It seemed important to me that men be able to weigh in on these issues, both for themselves and for women. Because chief among the women's frustrations with their men was this question of, What is he thinking? Sometimes, of course, this is phrased as a rhetorical question, but in a larger context it's not so rhetorical. Women really do want to know. And they're generally not going to get good answers out of their husbands because it's too loaded. In fact, I doubt many of the men in "The Bastard on the Couch" would ever sit down and articulate their feelings to their wives quite the way they have here either, because their own relationships are also too loaded for such a thing, and who can come up with an articulate explanation or defense of how they're feeling in the middle of a fight? Not me.
Me neither. And while you can probably spit and hit a book club reading "Bitch" in Amherst, San Francisco or Manhattan, I can't see "Bastard" readers sitting around deconstructing it.
I do think guys' thinking has evolved in that tackling these issues takes up more of their brain time, and I know from working with the men in the book that the problems of modern marriage and parenthood are on their minds constantly. But most men I know still don't talk about this stuff with other men. Although it occurs to me that almost every man who's asked me about the book at a dinner party or wherever has almost immediately begun to unload to me about the intimacies of his marriage, so who knows?

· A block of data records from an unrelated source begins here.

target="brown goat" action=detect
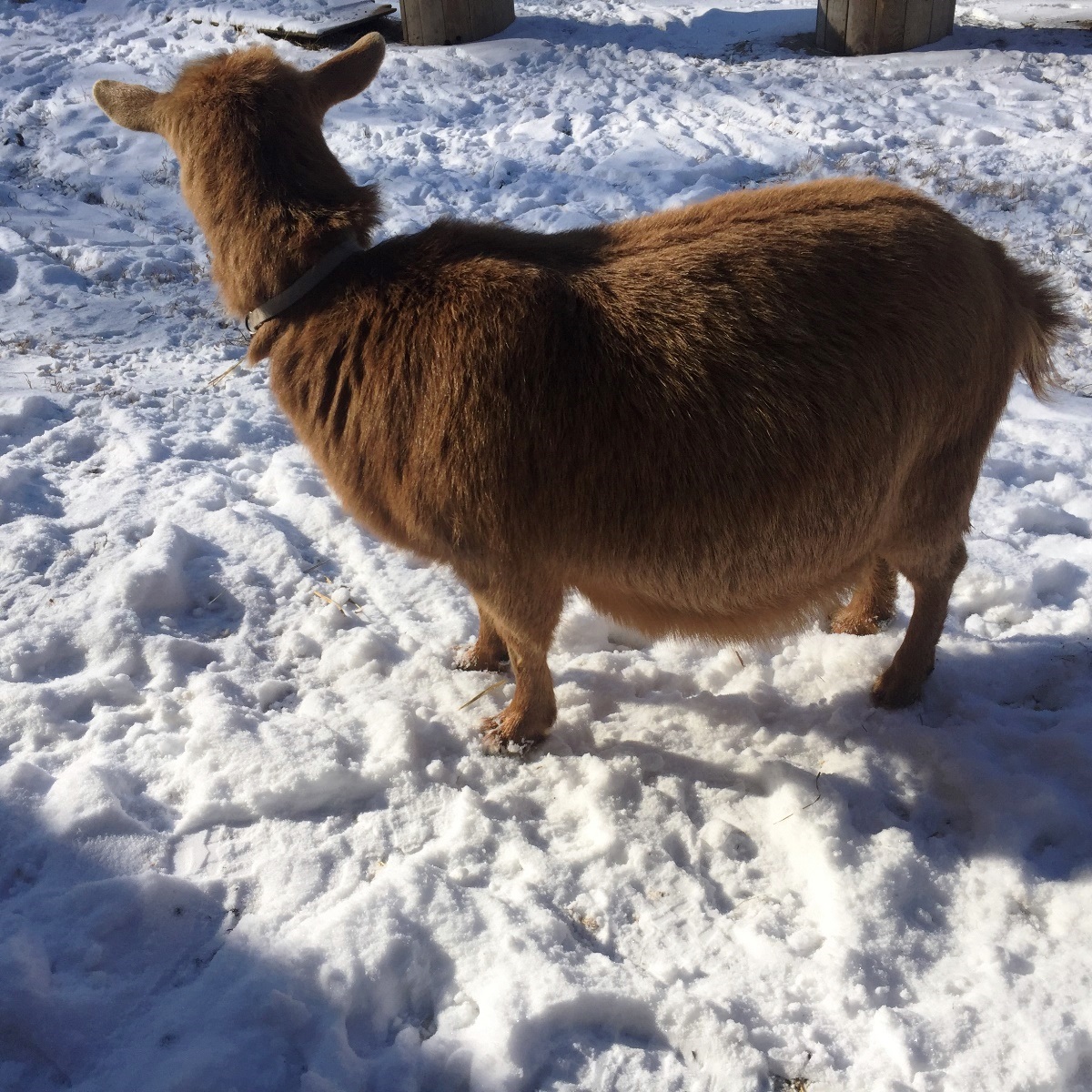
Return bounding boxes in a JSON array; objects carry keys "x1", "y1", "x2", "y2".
[{"x1": 94, "y1": 34, "x2": 1066, "y2": 750}]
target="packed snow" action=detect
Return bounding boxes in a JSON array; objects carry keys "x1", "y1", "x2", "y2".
[{"x1": 0, "y1": 0, "x2": 1092, "y2": 1092}]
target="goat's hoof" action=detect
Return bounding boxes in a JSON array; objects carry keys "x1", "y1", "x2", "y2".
[
  {"x1": 480, "y1": 713, "x2": 546, "y2": 758},
  {"x1": 873, "y1": 670, "x2": 925, "y2": 709},
  {"x1": 451, "y1": 641, "x2": 508, "y2": 672}
]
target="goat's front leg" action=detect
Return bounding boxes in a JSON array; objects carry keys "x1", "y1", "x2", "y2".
[
  {"x1": 459, "y1": 574, "x2": 564, "y2": 754},
  {"x1": 455, "y1": 597, "x2": 509, "y2": 672}
]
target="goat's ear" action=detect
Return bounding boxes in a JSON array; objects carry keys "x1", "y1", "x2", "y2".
[
  {"x1": 91, "y1": 80, "x2": 162, "y2": 133},
  {"x1": 308, "y1": 32, "x2": 387, "y2": 114}
]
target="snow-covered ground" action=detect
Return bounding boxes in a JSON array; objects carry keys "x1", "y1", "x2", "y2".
[{"x1": 0, "y1": 0, "x2": 1092, "y2": 1092}]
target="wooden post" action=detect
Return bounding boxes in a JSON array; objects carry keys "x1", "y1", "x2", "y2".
[
  {"x1": 402, "y1": 0, "x2": 515, "y2": 46},
  {"x1": 815, "y1": 0, "x2": 956, "y2": 56}
]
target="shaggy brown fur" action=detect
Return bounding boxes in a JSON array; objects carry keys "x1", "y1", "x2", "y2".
[{"x1": 95, "y1": 35, "x2": 1066, "y2": 750}]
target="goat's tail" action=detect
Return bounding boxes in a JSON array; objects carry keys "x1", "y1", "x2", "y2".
[{"x1": 995, "y1": 244, "x2": 1074, "y2": 399}]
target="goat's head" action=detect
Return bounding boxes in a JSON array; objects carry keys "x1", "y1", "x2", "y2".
[{"x1": 94, "y1": 34, "x2": 386, "y2": 313}]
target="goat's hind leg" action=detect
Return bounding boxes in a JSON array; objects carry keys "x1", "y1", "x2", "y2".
[
  {"x1": 873, "y1": 540, "x2": 966, "y2": 709},
  {"x1": 455, "y1": 596, "x2": 509, "y2": 672},
  {"x1": 830, "y1": 557, "x2": 899, "y2": 637},
  {"x1": 459, "y1": 574, "x2": 564, "y2": 754}
]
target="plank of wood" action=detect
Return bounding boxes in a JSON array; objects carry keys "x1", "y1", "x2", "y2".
[
  {"x1": 873, "y1": 0, "x2": 913, "y2": 54},
  {"x1": 902, "y1": 0, "x2": 934, "y2": 49},
  {"x1": 823, "y1": 0, "x2": 850, "y2": 56},
  {"x1": 929, "y1": 0, "x2": 956, "y2": 42},
  {"x1": 845, "y1": 0, "x2": 875, "y2": 56}
]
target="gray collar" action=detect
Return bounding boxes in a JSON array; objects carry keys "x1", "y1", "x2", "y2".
[{"x1": 245, "y1": 239, "x2": 364, "y2": 334}]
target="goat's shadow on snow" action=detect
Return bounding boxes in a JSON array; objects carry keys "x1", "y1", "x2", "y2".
[
  {"x1": 0, "y1": 786, "x2": 490, "y2": 1092},
  {"x1": 544, "y1": 637, "x2": 1092, "y2": 880}
]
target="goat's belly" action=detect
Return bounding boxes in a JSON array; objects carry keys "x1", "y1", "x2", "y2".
[{"x1": 574, "y1": 573, "x2": 856, "y2": 641}]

Men want to figure this stuff out. But they're on the defensive so much that they're a little hamstrung. In Vince Passaro's essay "Why Men Lie (and Always Will)," he talks about the moral high ground women always seem to occupy in relationships, and how men are always working from a deficit of one kind or another -- the man's never doing enough, his life isn't as hard, he's been privileged for most of world history while women haven't, et cetera. So this position isn't really a place where you're going to feel comfortable airing your frustrations with your marriage or your sex life. Compounding this is a man's sense that it's somehow not polite to criticize his wife in public. After all, he's got to live with her, and she's angry enough already. For whatever reason, most women I know don't share this inhibition. They tend to fire away. And I don't even think their husbands mind that much because they know it's better for them in the long run for their wives to blow off the steam in little bursts than hold it in until they explode.
"The Bastard on the Couch: 27 Men Try Really Hard to Explain Their Feelings About Love, Loss, Fatherhood, and Freedom"
Edited by Daniel Jones
William Morrow
320 pages
Nonfiction
Both "Bitch" and "Bastard" spend a lot of time looking at the notion of the "egalitarian marriage" -- which definitely doesn't seem to be working. Where did it go wrong?
Men and women get married these days and often have this idea of egalitarianism as a goal. They probably met in college or grad school and have equal skills. They come at the marriage equally armed for combat, knowing they can walk away from it and both leave equally. Add to that that all the old rules are stereotypes. If you're both lawyers and your wife does all the shopping and cooking there's a stigma attached to it, even if she enjoys it. You find yourself trying to not do certain things even if you naturally want to do them. Whenever my wife and I have responsibilities where they fall along sexist lines -- she likes to cook, I like to muck around in the yard -- we're sort of embarrassed for it. I think this silently goes on in almost every marriage. It's almost comical what we're avoiding in order to embrace full equality in a marriage now.